I have a vector of parameters $\theta=(n,ph,pt,\gamma)$ which are fed into a process which produces a result. I would like to quantitatively report the sensitivity of the result to the variation of a parameter(s). Univariate correlation isn't what I'm after because $\theta$ is sampled from a distribution. What do you think is my best bet? Let me know if more information is required.
Thanks.
EDIT
The process is stochastic. Basically a person moves round a room touching surfaces (n times) stochastically, based on observed probabilities. By touching each surface they pick up an isotope with probability $\gamma$ . How much isotope they pick up depends on a variable pt, calculated experimentally.
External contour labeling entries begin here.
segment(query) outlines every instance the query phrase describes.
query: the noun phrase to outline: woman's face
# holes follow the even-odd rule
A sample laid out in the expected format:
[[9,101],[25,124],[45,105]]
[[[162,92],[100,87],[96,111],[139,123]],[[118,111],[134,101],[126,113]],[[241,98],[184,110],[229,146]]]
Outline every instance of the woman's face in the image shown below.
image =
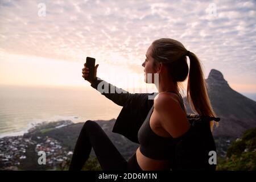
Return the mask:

After they finish touching surfaces, they wash their hands with probability and efficacy (ph).
Therefore the output is a scalar quantity of isotope and a vector of surfaces touched.
EDIT 2
The isotope ($I$) on the person's hand is calculated in an additive manner after each surface contact so:
$$I=\lambda_i \, pt_i V_i$$
Where $V_i$ is the surface concentration of isotope. Let's assume we're dealing with one surface so $V$ is constant. Then the total sum of isotope on the person's hand after $n$ touches with the same surface would be:
$$I=\sum_{i=1}^n\lambda_i \, pt_i V_i$$
They then wash their hands with some efficacy $ph$.
The left hand picture is a frequency density histogram of $I$. The right hand picture is a scatter graph between $I$ and $n$.
However $n$ is drawn from a distribution of observed data. How can this be incorporated into sensitivity analysis?